ADR 006 – Model Registry and Training Environment

Date: 2026-05-09
Status: Accepted
PRD: None
Drivers: Martin Lellep (@PellelNitram)
Deciders: Martin Lellep (@PellelNitram)

Context

ADR 002 adopted the HuggingFace ecosystem and noted two possible strategies for hosting custom model architectures on the HF Hub: (a) subclassing PreTrainedModel for full transformers integration, or (b) using the Hub as plain artifact storage. ADR 003 established compute_predictions(document, pipeline) as the central inference API, with models downloaded from HF Hub on first use.

HF Hub is already used in this project for dataset distribution: snapshot_download in xio.py fetches the IAM-OnDB training dataset, the benchmark dataset, and the examples dataset. This ADR extends that existing infrastructure to cover trained model artifacts.

The project is now at the point of training its first custom model: Carbune, a bidirectional LSTM stack with CTC loss. Carbune operates on online ink strokes (x/y/t time series from a stylus), a non-standard input domain that the transformers library has no built-in support for. It is implemented as a PyTorch Lightning LightningModule (LitModule1) and uses a custom AlphabetMapper tokeniser and a greedy CTC decoder — none of which map onto standard transformers abstractions. This is the root reason why off-the-shelf PreTrainedModel integration is impractical. This ADR decides:

How custom models are stored on and retrieved from HF Hub.
What format trained models are exported to for inference.
How training code and its dependencies are organised within the repository.
How HF Hub model repositories are named.

Constraints: - The training framework is not fixed: different models may use Lightning, HF Trainer, or raw PyTorch. - The inference artifact must work independently of the training framework used. - The inference environment must be lean (PyInstaller compatibility is a future goal; see issues #66, #67). - A pipeline may use multiple models (ADR 003); naming must reflect individual models, not pipelines.

Decision

1. HF Hub as plain artifact storage

Custom models are stored on HF Hub as raw files — not by subclassing PreTrainedModel or using PyTorchModelHubMixin. Each model repository contains the inference artifact(s) and whatever supporting files the model requires to run (e.g. config.json, alphabet, tokeniser). The model builder decides what to upload alongside the primary artifact; there is no enforced schema for supporting files.

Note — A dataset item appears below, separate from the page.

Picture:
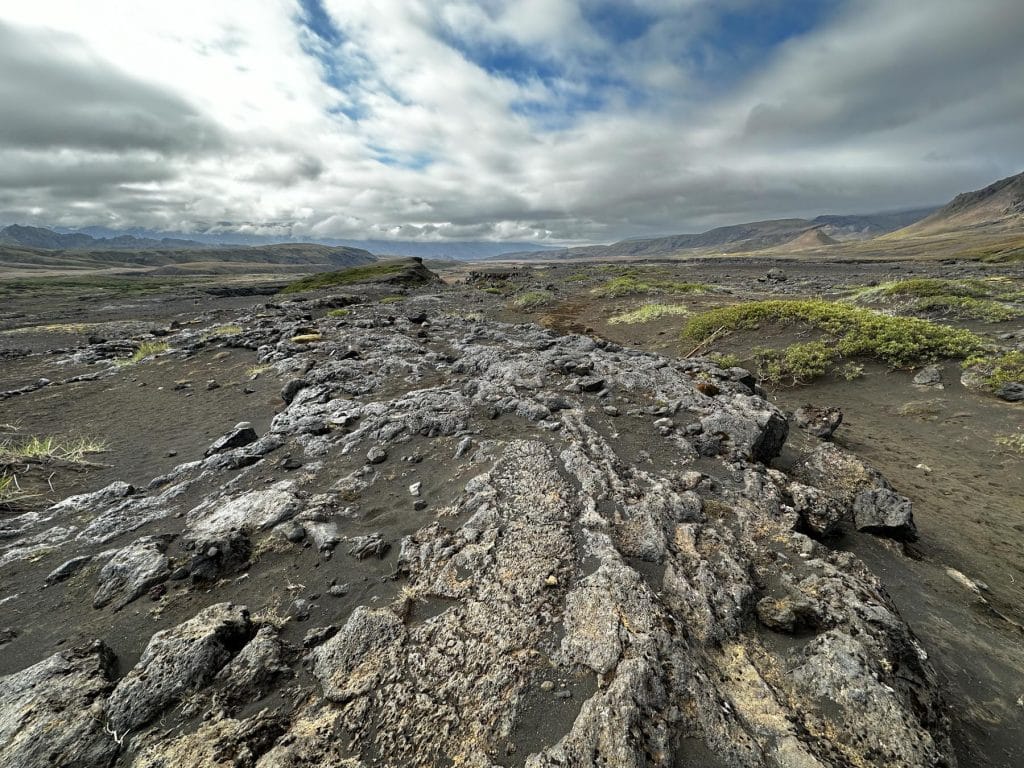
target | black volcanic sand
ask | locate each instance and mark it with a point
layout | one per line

Files are downloaded at inference time via hf_hub_download.

A typical post-training upload looks like:

from huggingface_hub import HfApi

api = HfApi()
api.upload_file(path_or_fileobj="exports/model.onnx", path_in_repo="model.onnx",
                repo_id="PellelNitram/xournalpp-htr-carbune")
api.upload_file(path_or_fileobj="exports/config.json", path_in_repo="config.json",
                repo_id="PellelNitram/xournalpp-htr-carbune")

To keep consumers free from knowing which files to fetch — or even which repository each model lives in — every model class implements the following abstract base class:

from abc import ABC, abstractmethod
from typing import ClassVar

class HFHubInferenceModel(ABC):
    HF_REPO_ID: ClassVar[str]

    def __init__(self, revision: str):
        self.revision = revision

    @classmethod
    @abstractmethod
    def from_pretrained(cls, revision: str = "main") -> "HFHubInferenceModel": ...

    def __repr__(self) -> str:
        return f"{type(self).__name__}(repo={self.HF_REPO_ID!r}, revision={self.revision!r})"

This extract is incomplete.